Tucumán tiembla en silencio: la advertencia de una experta del Conicet que nadie quiere escuchar
¿Está Tucumán preparada para un sismo de gran magnitud? Una experta del Conicet revela la verdad sobre la actividad sísmica en la provincia y lo que falta para estar a salvo.
Tucumán no es San Juan ni Mendoza, pero la tierra también se mueve bajo sus pies. Y aunque la mayoría de esos movimientos pasan desapercibidos, una especialista del Conicet lanza una alerta que invita a reflexionar: ¿estamos realmente preparados para un sismo de gran magnitud?
Cecilia Spagnuolo, geóloga, docente de la Universidad Nacional de Tucumán (UNT) e investigadora del Conicet, sostiene que la provincia tiene un desafío pendiente en materia de prevención sísmica. "Yo creo que no estamos preparados para afrontar un sismo de gran magnitud. Falta mucha educación con respecto a eso acá en nuestra provincia", advierte la experta.
¿Por qué tiembla en Tucumán?
La actividad sísmica en la provincia es constante, aunque imperceptible para la mayoría.

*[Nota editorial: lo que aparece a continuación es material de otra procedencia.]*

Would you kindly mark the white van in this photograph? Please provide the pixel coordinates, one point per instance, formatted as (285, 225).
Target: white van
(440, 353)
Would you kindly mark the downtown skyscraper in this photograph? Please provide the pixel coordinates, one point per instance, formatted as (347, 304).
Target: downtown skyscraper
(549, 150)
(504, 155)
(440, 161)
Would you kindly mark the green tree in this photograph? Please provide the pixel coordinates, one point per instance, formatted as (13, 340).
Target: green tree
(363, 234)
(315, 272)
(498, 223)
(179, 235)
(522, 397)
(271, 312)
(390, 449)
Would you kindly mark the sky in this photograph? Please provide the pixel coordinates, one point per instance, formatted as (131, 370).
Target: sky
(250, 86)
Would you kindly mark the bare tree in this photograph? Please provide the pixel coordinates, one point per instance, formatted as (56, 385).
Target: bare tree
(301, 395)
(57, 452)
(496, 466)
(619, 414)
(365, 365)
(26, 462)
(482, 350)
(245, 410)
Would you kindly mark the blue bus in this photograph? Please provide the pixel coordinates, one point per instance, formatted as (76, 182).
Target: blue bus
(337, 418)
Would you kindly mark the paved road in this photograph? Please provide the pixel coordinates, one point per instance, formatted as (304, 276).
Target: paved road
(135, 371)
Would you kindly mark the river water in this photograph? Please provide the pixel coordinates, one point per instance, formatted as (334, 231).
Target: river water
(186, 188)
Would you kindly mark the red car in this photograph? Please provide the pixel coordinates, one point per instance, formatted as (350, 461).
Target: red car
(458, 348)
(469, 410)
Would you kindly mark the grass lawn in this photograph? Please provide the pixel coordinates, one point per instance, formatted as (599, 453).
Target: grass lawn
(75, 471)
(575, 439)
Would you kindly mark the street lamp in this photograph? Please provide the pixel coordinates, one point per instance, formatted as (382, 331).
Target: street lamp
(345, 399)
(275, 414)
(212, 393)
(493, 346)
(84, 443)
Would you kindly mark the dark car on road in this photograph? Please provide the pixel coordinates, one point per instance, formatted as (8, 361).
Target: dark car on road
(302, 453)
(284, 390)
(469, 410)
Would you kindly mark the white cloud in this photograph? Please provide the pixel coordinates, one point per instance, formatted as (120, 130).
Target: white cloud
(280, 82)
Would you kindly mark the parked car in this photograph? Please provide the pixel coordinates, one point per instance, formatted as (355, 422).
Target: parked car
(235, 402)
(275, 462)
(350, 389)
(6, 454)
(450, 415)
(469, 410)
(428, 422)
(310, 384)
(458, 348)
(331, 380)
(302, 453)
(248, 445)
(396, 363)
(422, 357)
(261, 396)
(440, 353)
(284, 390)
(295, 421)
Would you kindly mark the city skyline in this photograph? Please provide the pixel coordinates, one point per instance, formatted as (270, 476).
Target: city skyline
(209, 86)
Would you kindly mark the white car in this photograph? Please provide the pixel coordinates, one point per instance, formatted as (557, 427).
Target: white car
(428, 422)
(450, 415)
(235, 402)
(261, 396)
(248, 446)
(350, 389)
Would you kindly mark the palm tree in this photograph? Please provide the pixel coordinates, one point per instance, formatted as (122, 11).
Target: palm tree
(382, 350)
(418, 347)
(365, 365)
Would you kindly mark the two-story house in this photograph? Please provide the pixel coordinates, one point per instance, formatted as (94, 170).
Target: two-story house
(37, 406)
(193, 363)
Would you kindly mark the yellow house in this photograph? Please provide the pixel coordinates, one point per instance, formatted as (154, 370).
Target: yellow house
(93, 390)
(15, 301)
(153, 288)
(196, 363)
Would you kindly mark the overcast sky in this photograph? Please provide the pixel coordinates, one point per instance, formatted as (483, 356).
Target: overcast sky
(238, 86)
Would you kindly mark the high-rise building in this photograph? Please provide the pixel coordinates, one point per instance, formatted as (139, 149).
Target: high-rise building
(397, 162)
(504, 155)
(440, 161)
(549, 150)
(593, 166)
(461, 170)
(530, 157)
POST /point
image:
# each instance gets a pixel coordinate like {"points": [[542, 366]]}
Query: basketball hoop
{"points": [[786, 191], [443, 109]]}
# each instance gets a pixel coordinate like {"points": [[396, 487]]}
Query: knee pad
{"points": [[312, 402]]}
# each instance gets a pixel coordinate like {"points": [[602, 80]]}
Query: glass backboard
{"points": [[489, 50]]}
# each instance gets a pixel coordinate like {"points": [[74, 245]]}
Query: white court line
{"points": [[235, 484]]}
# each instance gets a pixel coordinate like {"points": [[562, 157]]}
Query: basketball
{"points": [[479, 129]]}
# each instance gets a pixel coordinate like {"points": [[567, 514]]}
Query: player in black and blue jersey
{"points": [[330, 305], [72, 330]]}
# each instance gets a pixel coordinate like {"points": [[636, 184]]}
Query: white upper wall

Spagnuolo explica que Tucumán se encuentra en una región donde interactúan las placas de Nazca y Sudamericana. En la zona andina, la placa de Nazca se desplaza hacia el continente y se introduce por debajo de la Sudamericana, en un proceso llamado subducción. Esa interacción genera deformaciones y acumulación de energía en las rocas que, al liberarse, produce sismos.
"En general no hay sismos tan grandes. Los sismos ocurren casi a diario, pero la mayoría son imperceptibles por las personas", señala la especialista, quien aclara que la provincia no figura entre las zonas de mayor peligrosidad sísmica del país, como San Juan o Mendoza.
¿Qué diferencia a San Juan de Tucumán?
La geóloga compara la situación local con la de San Juan, una de las regiones más activas de Argentina. En esa provincia, la placa de Nazca se introduce con un ángulo muy bajo, casi horizontal, lo que hace que el contacto entre placas ocurra a poca profundidad y genere sismos de mayor magnitud. En cambio, Tucumán presenta un riesgo sísmico moderado, con numerosos movimientos pequeños, pero sin las mismas condiciones geológicas que caracterizan a San Juan.
La comparación permite entender que la actividad sísmica no depende solo de qué placas estén involucradas, sino también de cómo interactúan y de las características geológicas de cada región.
El riesgo también se construye
Tener actividad sísmica no implica necesariamente que un terremoto cause grandes daños. El riesgo está vinculado a las características de las construcciones, la exposición de la población y la capacidad de respuesta ante un evento de mayor intensidad. En ese punto, Spagnuolo insiste en que la preparación debe incluir el conocimiento de las normas de construcción y una mayor educación sobre cómo actuar ante un movimiento sísmico.
"Si se cumple como corresponde la reglamentación de las normas de construcción, el peligro sería menor", sostiene la investigadora.
La actividad sísmica es parte de una dinámica natural que no puede evitarse. Lo que sí puede reducirse es el impacto que un movimiento de mayor magnitud podría tener sobre la población. Conocer el riesgo, mejorar la prevención y saber cómo actuar son herramientas centrales para una provincia que, aunque no esté en el mapa de mayor peligrosidad, también tiembla.